Archeologia Viva n. 235 – gennaio/febbraio 2026
pp. 6-21
di Nicola Castangia
Un patrimonio straordinario di monumenti e di ambienti rivive attraverso la ricerca e gli studi archeologici ma anche grazie alla conoscenza e alle emozioni che la fotografia d’arte riesce a trasmettere
Ecco l’esperienza di un grande fotografo che in decenni di attività ha saputo tradurre in immagini la profondità culturale dell’isola dei Sardi
Mi chiamo Nicola Castangia e sono trascorsi molti anni da quando ebbe inizio la mia ricerca per immagini dell’“anima sarda”. Era il 1988, e a bordo di un Piper PA-18 Super Cub avevo realizzato, con la leggendaria Hasselblad 500C, le foto aeree del volume l’Antiquarium Arborense e i civici musei archeologici della Sardegna, a cura del grande Giovanni Lilliu (autori E. Atzeni, U. Badas, S. Bafico e altri), editore il Banco di Sardegna.
Il passaggio dall’azzurro dei cieli al “mondo delle tenebre” avvenne anni dopo, quando per la prima volta entrai in una domus de janas, una di quelle grotticelle funerarie scavate nella roccia con rudimentali strumenti di pietra dalle genti della Sardegna prenuragica fra il Neolitico e l’età del Bronzo antico e che i sardi di oggi chiamano appunto “case delle fate”.
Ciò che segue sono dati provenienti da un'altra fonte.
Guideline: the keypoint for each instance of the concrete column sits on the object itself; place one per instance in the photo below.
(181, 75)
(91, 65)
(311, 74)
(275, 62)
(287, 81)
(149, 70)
Se ne contano a migliaia, circa tremilacinquecento. È un mondo negato ai vivi, fatto di architetture, incisioni, rilievi, pitture… Nel buio si celavano vere opere d’arte – per lo più ignote agli stessi sardi di oggi – che attraverso il mio obiettivo potevano finalmente essere ammirate, dopo millenni di oblio.